Speaking to CNN in the aftermath of Wednesday’s mass shooting at a high school in Parkland, Florida, 17-year-old David Hogg, who survived the shooting, issued a powerful plea to politicians to move beyond “thoughts and prayers” and take meaningful policy action to reduce America’s sky-high volume of gun deaths.
“Please!” he said, “We are children. You guys are, like, the adults. Take action, work together, come over your politics, and get something done.”
Powerful plea from a student who survived the Parkland shooting, David Hogg: “Please! We are children. You guys are, like...the adults. Take action, work together, come over your politics, and get something done.” pic.twitter.com/UcTNungORp
— Vera Bergengruen (@VeraMBergen) February 15, 2018
“This is the 18th one this year,” Hogg noted, referring to mass shootings. “That’s unacceptable.”
The truth, obviously, is that it’s extraordinarily unlikely that anything will be done. Republicans hold a 51-49 majority in the United States Senate, and even if two or three moderates could be tempted to cross the aisle and endorse a modest gun control measure, as Sen.

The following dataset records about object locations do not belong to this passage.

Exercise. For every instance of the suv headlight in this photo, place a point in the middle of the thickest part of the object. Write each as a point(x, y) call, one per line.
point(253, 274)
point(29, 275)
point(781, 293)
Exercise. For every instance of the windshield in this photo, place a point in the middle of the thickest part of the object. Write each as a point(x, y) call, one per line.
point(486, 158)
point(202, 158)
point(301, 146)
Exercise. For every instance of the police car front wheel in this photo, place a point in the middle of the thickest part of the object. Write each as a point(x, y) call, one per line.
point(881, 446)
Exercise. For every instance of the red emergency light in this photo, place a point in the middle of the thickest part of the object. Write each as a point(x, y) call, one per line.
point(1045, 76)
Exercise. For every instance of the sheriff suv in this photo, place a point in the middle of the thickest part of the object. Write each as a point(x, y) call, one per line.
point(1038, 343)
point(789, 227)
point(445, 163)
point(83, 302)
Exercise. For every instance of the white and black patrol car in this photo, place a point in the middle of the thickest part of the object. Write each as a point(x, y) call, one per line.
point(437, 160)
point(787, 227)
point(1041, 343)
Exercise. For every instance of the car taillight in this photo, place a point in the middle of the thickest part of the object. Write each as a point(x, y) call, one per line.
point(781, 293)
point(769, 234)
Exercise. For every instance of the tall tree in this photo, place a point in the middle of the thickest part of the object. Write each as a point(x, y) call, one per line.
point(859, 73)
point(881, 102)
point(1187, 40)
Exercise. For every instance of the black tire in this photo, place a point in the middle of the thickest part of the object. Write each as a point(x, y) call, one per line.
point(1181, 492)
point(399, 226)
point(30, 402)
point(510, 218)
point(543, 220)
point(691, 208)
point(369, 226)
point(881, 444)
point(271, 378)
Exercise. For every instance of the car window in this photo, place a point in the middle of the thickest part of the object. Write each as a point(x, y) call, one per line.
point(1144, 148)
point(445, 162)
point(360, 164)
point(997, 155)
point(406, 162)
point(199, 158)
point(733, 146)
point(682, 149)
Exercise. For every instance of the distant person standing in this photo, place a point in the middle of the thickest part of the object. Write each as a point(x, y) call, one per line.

Pat Toomey (R-PA) and a couple of others did in 2013 in the wake of the Sandy Hook shooting, you’d need 60 votes to overcome a filibuster, which is very hard.
But even if you did overcome a filibuster, even a bill that had majority support in the US House of Representatives wouldn’t come to the floor for a vote because of the “Hastert Rule” principle. Only bills that are supported by a majority of House Republicans get a vote. And you can’t question the courage of GOP convictions here. The House Republican caucus was itself victimized by a shooter last year in an incident that severely injured Rep. Steve Scalise (R-LA), but that did nothing to alter Republicans’ sincere belief that an abnormally high level of gun deaths is a price worth paying for strong gun rights.
And then, of course, there’s President Trump, who has an unusually close relationship with the National Rifle Association (despite his previous calls for an assault weapons ban) even by the standards of GOP presidents, because the group was one of the main pillars of the institutional Republican Party that stood by him even in the lowest moments of his 2016 presidential campaign. Indeed, the NRA is so firmly aligned with Trump that the FBI is now even looking into whether it was used as a cutout through which Russian money was sent to the Trump campaign.